The MoD said this week it has taken steps to improve communication security, introducing new software, data training, and has appointed a new chief information officer.

“Since coming into office, this government has put a huge emphasis on improving data security across the Ministry of Defence,” it said.

Others have also been critical of the MoD.

Former Conservative MP Johnny Mercer, who served in Afghanistan before becoming a government minister, describing it as “mind-boggling” that a spreadsheet could have been sent “of all those with ties to the British state to an Afghan national”.

Defence minister John Healey and former defence minister Ben Wallace — who was in post at the time of the leak — have both apologised for what happened.

The soldier who sent the email behind the largest leak has not been named by the MoD, but UK officials have said they no longer work on Afghan relocation.

James Heappey, who was armed forces minister at the time of the breach, said that it was “gut-wrenching to find out that someone in the MoD had screwed up so awfully” but said it was wrong to blame one individual for the system.

“I also came to find out subsequently that they were incredibly dedicated to those we served with in Afghanistan,” he said. “Few had done more to get people who served alongside our special forces out of Afghanistan.”

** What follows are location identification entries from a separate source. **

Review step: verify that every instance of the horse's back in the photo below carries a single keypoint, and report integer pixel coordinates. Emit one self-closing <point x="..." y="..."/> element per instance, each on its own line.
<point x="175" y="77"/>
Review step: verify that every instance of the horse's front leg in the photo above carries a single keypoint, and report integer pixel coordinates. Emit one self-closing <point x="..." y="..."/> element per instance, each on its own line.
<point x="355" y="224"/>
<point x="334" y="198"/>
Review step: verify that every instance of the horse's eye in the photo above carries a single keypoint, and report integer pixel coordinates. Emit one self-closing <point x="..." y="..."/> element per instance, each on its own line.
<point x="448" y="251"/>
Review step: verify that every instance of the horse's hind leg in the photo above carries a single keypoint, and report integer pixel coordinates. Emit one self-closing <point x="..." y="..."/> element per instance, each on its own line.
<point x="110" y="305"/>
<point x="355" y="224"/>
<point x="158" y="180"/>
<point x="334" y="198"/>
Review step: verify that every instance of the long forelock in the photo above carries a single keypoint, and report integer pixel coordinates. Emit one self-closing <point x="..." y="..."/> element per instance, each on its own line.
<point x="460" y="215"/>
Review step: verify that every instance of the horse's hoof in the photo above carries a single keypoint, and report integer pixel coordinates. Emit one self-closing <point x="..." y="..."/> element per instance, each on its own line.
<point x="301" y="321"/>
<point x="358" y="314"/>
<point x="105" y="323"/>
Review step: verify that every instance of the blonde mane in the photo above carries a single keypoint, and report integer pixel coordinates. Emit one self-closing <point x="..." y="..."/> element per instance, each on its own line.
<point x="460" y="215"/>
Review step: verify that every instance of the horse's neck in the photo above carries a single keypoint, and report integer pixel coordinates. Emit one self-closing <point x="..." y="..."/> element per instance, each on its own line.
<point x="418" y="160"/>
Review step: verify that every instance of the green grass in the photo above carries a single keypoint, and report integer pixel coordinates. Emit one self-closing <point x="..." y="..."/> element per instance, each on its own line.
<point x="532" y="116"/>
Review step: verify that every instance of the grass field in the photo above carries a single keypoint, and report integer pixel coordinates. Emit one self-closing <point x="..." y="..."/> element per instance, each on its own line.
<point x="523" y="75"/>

The pressure of the moment — rushing to evacuate people as the Taliban swept into Kabul in August 2021 — may also have played a part in the earlier leaks. “Everyone was overworked and not sleeping much,” one former soldier said.

In this environment, mistakes can be made — and missed, said another former soldier.

It was possible that the spreadsheet was emailed to a long distribution list, they added, which might have included other government departments, as well as to an insecure civilian email address which no one noticed.